INTRODUCTION: In addition to treating living patients, emergency nurses are also responsible for receiving and caring for persons who are dead on arrival and their relatives. There is limited knowledge about the dead on arrival patient and family population as well as care practice for the dead and their relatives. The first step in improving care for dead on arrival persons is to know the size and characteristics of the population. Therefore, the aim of this study was to describe the size and characteristics of the dead on arrival population in a Danish emergency department.
METHODS: A retrospective review of health records was undertaken for all consecutive dead on arrival persons received in 1 Danish emergency department between January 2018 and December 2019.

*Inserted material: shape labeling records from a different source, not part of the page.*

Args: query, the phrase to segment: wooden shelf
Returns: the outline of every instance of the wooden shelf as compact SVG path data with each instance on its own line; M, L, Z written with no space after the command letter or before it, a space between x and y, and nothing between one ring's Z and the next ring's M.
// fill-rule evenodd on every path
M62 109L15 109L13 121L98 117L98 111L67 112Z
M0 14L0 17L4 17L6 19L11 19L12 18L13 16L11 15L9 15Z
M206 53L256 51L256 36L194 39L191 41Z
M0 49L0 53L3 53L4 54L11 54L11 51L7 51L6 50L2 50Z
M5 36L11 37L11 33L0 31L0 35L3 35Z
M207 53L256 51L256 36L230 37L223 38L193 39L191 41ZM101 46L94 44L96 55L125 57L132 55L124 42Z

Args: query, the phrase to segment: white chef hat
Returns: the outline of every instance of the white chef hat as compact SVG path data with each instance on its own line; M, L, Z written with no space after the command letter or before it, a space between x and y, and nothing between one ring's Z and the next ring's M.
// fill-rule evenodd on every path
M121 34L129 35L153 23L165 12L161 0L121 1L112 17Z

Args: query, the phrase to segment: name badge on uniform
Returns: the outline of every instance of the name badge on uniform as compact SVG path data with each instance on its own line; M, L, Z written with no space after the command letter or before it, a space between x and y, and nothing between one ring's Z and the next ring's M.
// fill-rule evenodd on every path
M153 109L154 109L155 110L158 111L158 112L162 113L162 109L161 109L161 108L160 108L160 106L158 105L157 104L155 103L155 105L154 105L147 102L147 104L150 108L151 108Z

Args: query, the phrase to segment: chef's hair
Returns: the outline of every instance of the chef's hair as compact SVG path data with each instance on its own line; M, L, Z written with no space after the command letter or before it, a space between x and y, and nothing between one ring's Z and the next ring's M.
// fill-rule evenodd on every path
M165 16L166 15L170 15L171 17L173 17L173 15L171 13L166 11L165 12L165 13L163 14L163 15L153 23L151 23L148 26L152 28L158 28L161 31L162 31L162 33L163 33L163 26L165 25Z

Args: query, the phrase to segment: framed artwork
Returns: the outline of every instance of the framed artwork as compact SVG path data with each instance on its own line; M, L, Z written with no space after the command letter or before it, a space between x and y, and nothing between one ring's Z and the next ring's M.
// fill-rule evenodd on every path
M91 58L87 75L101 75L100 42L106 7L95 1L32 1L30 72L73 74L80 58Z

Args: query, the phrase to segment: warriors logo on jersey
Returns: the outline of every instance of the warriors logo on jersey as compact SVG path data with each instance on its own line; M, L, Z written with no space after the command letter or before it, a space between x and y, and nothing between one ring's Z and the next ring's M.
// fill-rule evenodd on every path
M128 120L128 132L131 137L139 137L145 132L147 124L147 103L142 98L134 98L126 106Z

RESULTS: A total of 719 dead on arrival persons were included, 350 in 2018 and 369 in 2019. Males accounted for 64%. The mean age was 71 years with a range from 18 to 102 years. The place of death was 80% at home, and more than half (54%) were found either dead or dying by a spouse, cohabitant, or son/daughter. In most cases, the cause of death was described as unknown (92%), whereas suicide and accidents accounted for 8%.
DISCUSSION: The population of dead on arrival persons in a Danish emergency department were mainly men, found dying or dead by relatives and brought in from home. Additional research and development are warranted regarding care practices for dead on arrival and their families in the emergency department.